Municipalities have to start making their own urban development plans again. Make sure you have a fantastically paid, well-equipped urban planning department in-house. A combination of old hands who know the tricks and young ambitious designers supported by lawyers who understand. Then that service should get ahead of the market and thus serve the spatial interest. It is not at all difficult to see where something is going to happen in 10 or 20 years' time. Map those places and make sure you already have a plan for them. If someone comes forward to build something, you can give them the preconditions. An additional advantage is that politicians can also use it for architectural policy.
And put the urban designer in charge of such a team and not some random process controller from the chemical industry. It is an open door but still not for many a manager, a good plan is not an addition of all optimum solutions of all sub-problems, but a choice to make certain things subordinate so that the whole becomes better.

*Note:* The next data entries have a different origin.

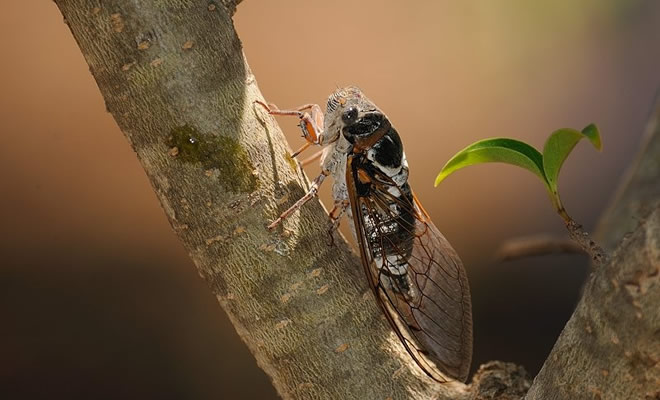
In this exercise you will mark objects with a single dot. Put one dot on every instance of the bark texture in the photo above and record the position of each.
(174, 77)
(639, 191)
(610, 348)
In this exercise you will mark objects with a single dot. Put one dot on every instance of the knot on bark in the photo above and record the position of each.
(499, 380)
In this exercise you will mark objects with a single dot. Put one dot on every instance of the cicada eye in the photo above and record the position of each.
(349, 116)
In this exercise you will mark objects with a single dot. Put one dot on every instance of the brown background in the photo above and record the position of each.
(97, 297)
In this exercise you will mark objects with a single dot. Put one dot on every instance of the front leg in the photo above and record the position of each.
(310, 124)
(311, 193)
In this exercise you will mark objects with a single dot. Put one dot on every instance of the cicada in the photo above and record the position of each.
(416, 276)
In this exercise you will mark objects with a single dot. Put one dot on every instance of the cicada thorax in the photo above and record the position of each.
(378, 161)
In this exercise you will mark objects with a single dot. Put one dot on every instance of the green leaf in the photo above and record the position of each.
(509, 151)
(559, 145)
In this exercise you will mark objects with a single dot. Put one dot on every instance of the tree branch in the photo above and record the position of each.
(173, 76)
(610, 348)
(639, 191)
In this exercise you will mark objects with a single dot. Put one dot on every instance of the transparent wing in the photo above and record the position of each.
(416, 275)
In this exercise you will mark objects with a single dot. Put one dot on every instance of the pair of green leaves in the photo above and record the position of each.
(546, 166)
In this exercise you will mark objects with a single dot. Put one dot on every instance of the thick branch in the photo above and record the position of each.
(639, 191)
(173, 75)
(610, 348)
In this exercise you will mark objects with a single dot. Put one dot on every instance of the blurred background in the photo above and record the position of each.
(98, 298)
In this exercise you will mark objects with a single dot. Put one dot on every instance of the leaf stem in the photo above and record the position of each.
(583, 239)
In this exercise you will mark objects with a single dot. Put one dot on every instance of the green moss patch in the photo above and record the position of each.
(215, 152)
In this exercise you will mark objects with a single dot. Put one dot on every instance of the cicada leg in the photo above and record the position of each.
(335, 217)
(311, 123)
(311, 193)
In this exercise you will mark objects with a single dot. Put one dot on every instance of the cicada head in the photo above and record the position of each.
(351, 114)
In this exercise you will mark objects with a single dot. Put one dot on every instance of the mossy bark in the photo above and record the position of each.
(174, 77)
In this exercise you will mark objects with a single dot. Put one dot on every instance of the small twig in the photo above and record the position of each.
(582, 238)
(537, 245)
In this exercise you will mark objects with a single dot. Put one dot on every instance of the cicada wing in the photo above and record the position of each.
(426, 299)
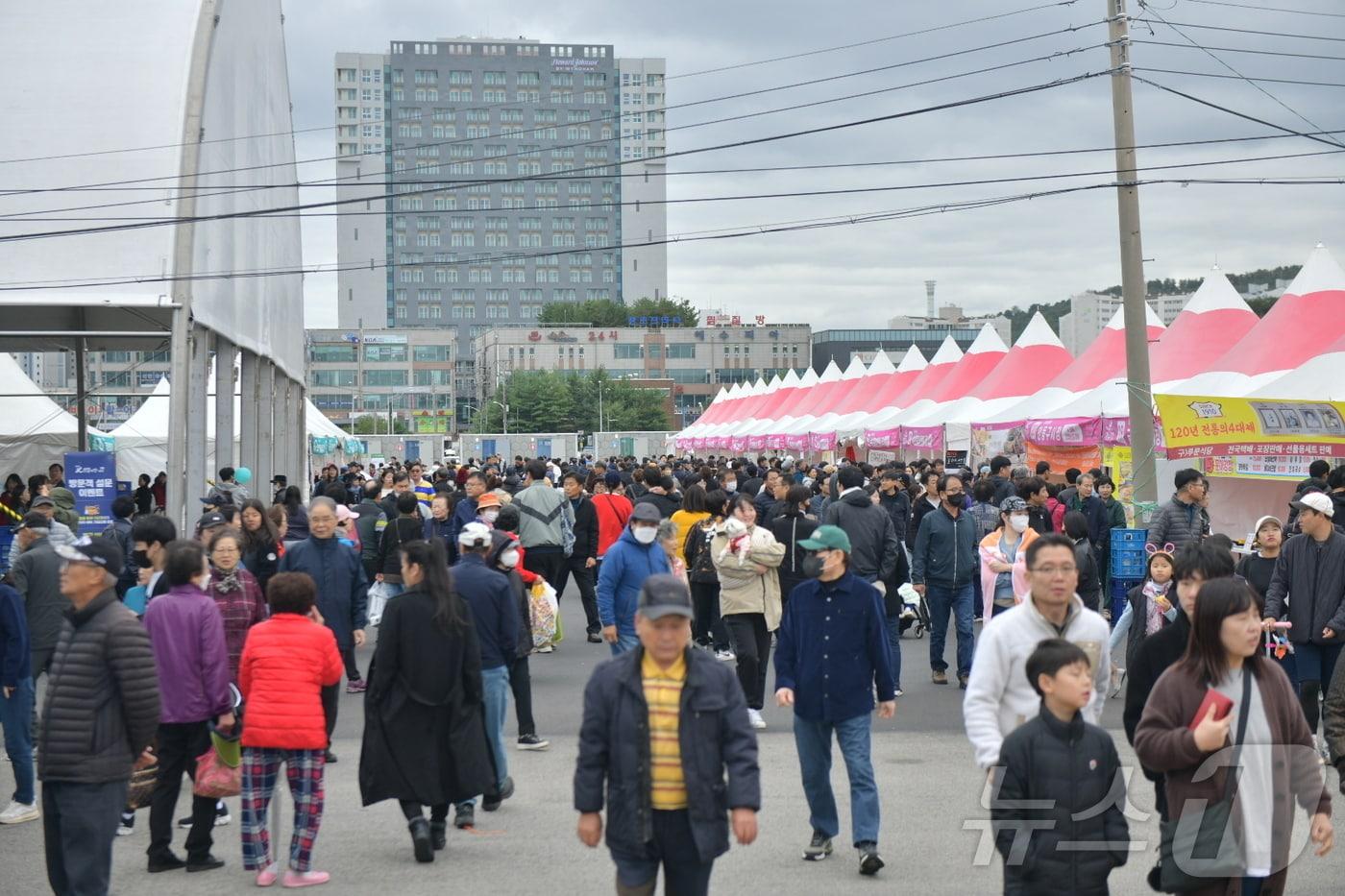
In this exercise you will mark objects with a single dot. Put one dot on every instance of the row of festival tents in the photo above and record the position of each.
(36, 430)
(1035, 389)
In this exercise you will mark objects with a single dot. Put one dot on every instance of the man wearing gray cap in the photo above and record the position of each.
(37, 577)
(635, 556)
(666, 736)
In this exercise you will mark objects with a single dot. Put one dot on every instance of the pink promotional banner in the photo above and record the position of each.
(921, 440)
(884, 437)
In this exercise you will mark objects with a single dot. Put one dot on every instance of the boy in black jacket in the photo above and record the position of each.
(1058, 811)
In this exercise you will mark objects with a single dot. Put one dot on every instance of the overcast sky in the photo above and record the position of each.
(985, 260)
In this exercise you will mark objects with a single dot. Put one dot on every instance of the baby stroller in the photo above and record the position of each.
(915, 613)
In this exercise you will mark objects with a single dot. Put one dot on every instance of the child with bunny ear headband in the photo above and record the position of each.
(1150, 601)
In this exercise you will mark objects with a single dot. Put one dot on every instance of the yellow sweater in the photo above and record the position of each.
(663, 694)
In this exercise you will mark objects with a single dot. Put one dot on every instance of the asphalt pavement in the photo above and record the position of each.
(934, 818)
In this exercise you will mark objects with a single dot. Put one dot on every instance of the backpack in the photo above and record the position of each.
(699, 559)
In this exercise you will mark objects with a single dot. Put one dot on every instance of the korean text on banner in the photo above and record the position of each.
(91, 475)
(1206, 426)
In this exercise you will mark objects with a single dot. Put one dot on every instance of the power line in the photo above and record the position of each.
(1251, 81)
(1248, 6)
(830, 164)
(942, 207)
(1260, 53)
(736, 144)
(1239, 114)
(1263, 34)
(674, 77)
(1240, 77)
(795, 194)
(622, 116)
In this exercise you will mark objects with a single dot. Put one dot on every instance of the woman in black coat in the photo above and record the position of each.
(424, 722)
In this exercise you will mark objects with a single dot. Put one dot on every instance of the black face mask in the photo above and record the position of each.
(813, 566)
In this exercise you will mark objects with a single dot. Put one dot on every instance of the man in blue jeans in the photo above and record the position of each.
(831, 651)
(943, 564)
(497, 620)
(16, 707)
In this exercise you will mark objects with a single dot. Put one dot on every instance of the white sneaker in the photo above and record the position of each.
(17, 812)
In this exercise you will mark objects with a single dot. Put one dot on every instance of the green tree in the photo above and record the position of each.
(605, 312)
(377, 425)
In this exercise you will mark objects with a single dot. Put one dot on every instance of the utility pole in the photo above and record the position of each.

In addition, we should consider whether we should not just abolish the zoning plan. As far as environmental aspects are concerned, environmental laws are already often infinitely stricter than zoning plans. (You are no longer allowed to live next to a farmer with cows or next to Schiphol Airport at all, even though zoning plans still allow it) So we no longer need it for that. Urban planning specific and programmatically indeterminate. The only question is where we will then lay down the urban designs. Perhaps that belongs more to the design discipline rather than the legal programmatic one, in other words, in the building standards memorandum.